A pretty fantastic, pause-worthy Sonoma Chardonnay expression at that. “As to using [feral] on a Chardonnay label, it sounds a little hopeful and likely dreamt up by the marketing department,” says Betts.

We had a similar initial reaction, which prompted us to clarify the definition with Betts and also check in with the La Follette folks. They assured us that the wine label descriptions are “All Greg!”

Greg La Follette Tasting Wine With Assistant Winemaker Simone Sequeria; Credit: La Follette Winery

Greg La Follette Tasting Wine With Assistant Winemaker Simone Sequeria; Credit: La Follette Winery

“Without knowing which specific wine… the [feral] exception would be someone who is truly doing something different than most Chardonnay, like oxidizing it or allowing tons of botrytis to occur, etc.,” continues Betts.

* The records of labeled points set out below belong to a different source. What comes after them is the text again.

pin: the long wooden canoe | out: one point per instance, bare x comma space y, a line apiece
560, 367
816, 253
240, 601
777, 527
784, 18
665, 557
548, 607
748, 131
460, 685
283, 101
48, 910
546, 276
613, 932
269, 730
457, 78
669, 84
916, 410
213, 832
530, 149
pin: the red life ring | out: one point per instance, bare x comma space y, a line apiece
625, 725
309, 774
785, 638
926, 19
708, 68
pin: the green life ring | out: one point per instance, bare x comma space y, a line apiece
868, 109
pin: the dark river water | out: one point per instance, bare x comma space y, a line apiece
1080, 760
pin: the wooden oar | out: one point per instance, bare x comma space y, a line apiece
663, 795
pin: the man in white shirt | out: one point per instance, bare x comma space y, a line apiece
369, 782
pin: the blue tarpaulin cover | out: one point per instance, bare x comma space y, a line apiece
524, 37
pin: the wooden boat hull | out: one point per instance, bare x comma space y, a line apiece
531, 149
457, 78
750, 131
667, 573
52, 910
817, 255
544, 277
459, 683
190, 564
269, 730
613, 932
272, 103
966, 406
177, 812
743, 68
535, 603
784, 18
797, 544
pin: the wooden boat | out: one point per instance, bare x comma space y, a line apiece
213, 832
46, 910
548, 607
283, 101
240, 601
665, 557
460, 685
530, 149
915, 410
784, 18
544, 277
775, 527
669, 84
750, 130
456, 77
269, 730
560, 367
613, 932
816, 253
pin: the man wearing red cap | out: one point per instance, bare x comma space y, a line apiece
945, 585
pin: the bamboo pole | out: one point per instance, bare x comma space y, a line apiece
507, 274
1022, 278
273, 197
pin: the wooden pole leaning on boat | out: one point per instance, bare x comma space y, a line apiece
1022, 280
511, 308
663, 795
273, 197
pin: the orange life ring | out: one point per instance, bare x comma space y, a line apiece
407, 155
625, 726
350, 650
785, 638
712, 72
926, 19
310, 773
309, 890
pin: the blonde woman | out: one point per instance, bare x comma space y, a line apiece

An exception, perhaps, like a winemaker tackling Chardonnay who has a reputation for Pinot Noir complexity. A winemaker like La Follette. Either way, we'll leave you to decide whether this particular wine truly has feral qualities, or whether it's simply an awfully good Chardonnay with a flavor profile deep within that bottle that we can't quite put a finger on. The latter description, actually, might just get us right back to “feral.”

La Follette 2010 Sangiacomo Vineyard Chardonnay is available locally at LA Wine Co.